Seiring itu, banyak fotografer pemula mencari informasi melalui media sosial yang kini makin ramai.
Pertanyaannya, apakah semua informasi yang kita peroleh dari media sosial benar dan tepat? Ini menjadi tantangan besar bagi kita semua. Sebagai pendidik di bidang fotografi, saya sering menemukan informasi yang beredar di media sosial, termasuk YouTube, tidak sepenuhnya akurat.

Di era digital sekarang, setiap orang bisa dengan mudah mengklaim dirinya sebagai fotografer hanya dengan menunjukkan hasil akhir foto. Padahal, bisa jadi itu adalah hasil manipulasi digital, bahkan menggunakan Artificial Intelligence (AI) yang belakangan semakin marak.
Akibatnya, esensi fotografi kerap tergerus oleh teknologi yang serba instan.
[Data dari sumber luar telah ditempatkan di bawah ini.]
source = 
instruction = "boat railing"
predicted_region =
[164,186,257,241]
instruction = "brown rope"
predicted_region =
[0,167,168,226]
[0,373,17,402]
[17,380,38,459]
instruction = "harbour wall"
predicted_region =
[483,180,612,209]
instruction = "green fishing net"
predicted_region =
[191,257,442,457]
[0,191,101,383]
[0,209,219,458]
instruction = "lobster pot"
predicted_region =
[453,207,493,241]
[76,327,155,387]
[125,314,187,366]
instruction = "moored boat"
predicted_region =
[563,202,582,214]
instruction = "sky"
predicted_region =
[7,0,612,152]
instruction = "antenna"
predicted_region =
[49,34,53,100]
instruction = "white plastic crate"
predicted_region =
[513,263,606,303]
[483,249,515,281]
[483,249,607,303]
Hal inilah yang menjadi tanggung jawab kita, para fotografer senior, untuk tetap menjaga nilai dan makna sejati fotografi.
Literasi fotografi — baik dari segi filosofi, seni, maupun teknik — masih sangat kurang, terutama jika dikaitkan dengan esensi fotografi itu sendiri.

Karena itu, saya menyambut dengan antusias penerbitan buku Mata Melihat, Hati Mengabadikan: Filosofi, Seni, dan Teknik Fotografi karya Mas Mustamin Raga.
Buku ini sangat layak dibaca karena membahas fotografi secara menyeluruh, terutama dari tiga dimensi utama: filosofi, seni, dan teknik.
Saya menyampaikan terima kasih kepada Mas Mustamin Raga yang telah berkenan berbagi ilmu fotografi, khususnya bagi para fotografer pemula yang ingin menekuni dunia ini secara tepat dan benar.
Semoga buku ini dapat dibaca lebih luas oleh siapa saja yang ingin mendalami fotografi, baik secara profesional maupun sebagai hobi.
Selamat berkarya untuk bangsa Indonesia.